Most of the time, we (ladies) are usually accused of being highly idealistic when it comes to matters of the heart. Expecting a man to come sweep us off our feet, who’ll be the one whom we’ve been waiting for all our lives and we’ll understand why it didn’t work out with anyone else. Then comes the white wedding, kids and happily ever after. Blame Disney. I must admit that much as I am jaded, in a tiny remote place in my heart, I still believe in this. But that’s a story for another day.

Men, or boys, whatever suits your fancy, are just as idealistic as us. Figured that out recently. They want the girl who reminds of their mother. The girl who can whip up a king’s meal and never complain about dishes afterward. “I’ll do it hun, don’t worry. Here’s the remote, I hear there’s an exciting football match today.” The girl who looks the same after ten-plus years of marriage from the first day you met her. The girl who is flawless, the epitome of servitude and her mind a blank page with which to educate her on how to best serve you. Lets not forget- a lady in the street but a ‘freak’ in bed.

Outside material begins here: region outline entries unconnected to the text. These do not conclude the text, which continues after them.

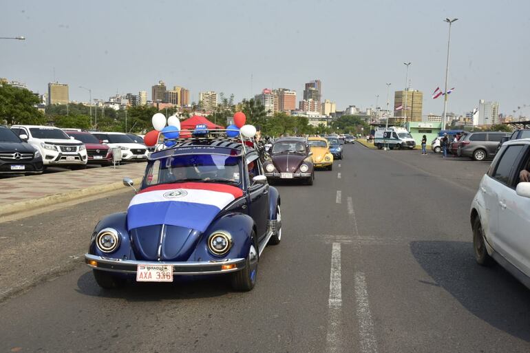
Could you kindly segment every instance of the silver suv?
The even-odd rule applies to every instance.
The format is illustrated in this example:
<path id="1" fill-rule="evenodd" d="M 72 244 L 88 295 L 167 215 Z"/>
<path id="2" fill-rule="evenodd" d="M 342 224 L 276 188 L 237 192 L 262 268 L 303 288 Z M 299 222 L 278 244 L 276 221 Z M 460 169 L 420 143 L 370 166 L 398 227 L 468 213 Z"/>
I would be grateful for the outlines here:
<path id="1" fill-rule="evenodd" d="M 506 132 L 471 132 L 460 141 L 456 154 L 475 160 L 492 158 L 497 153 L 500 140 L 507 136 Z"/>

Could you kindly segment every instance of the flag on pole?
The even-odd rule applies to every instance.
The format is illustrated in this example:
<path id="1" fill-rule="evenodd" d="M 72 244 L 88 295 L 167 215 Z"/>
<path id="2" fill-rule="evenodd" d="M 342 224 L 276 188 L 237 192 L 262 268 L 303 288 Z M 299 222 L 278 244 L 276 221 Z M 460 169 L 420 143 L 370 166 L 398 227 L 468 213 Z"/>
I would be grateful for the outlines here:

YEAH RIGHT! Show me such a girl and I’ll show you a freaking good actress. Like the idea of a freak in bed, you do know to reach such a level means practice was involved. A LOT. Yet most men still want to marry the ever elusive virgin. Are we seeing a contradiction here?

Dance! Dance!
Now most of my friends know I like music, love dancing and a bit of liquor here and there, okay am a party animal. And when you land in the club, be assured the place you’ll find me is on the dance floor, having the time of my life. Now, the only problem with the dance floor is the number of horny men trying to grab at your assets, or grind on you or literally have you on the dance floor. The situation can go from irritating to maddening within minutes for any girl. What happened to respecting my personal space? Is it so hard to ask a girl if you want to dance with her? Then it hit me, do they really see us as ladies, as someone’s future wife or mother? Or do they just see as the means to a end- an orgasmic experience? 
yeah, that sounds about right.
For the record, just because am I’m in the club, doesn’t mean I’m dying to dance with you, make-out with you or go home with you. I came to have fun! Sometimes it may include the opposite sex, and most of the time I just want to have fun with the girls. I know some dudes come with only one thing in mind- pussy hunting, and that’s cool with me because I know some dudettes are also looking for an easy lay. Two do play at that game. But if you get rejected for heaven sake, don’t make it look like the girl had a personal vendetta against you so it becomes your new-found goal to stalk and insult her! Just bow out gracefully and move on.

Party!
If you do a poll of all the boys and men who go out, most will tell you they would not marry a girl who goes out, yet the fact that I go out is just a minor aspect in my personality. Such a minor aspect that it becomes hilarious that you’d use that as a determining factor. Am not saying we are all angels in disguise but it’s not fair to judge a book by its cover.  And if the female species cancelled out every man that drinks, or parties I think we’d have very many unhappy single people, don’t you think?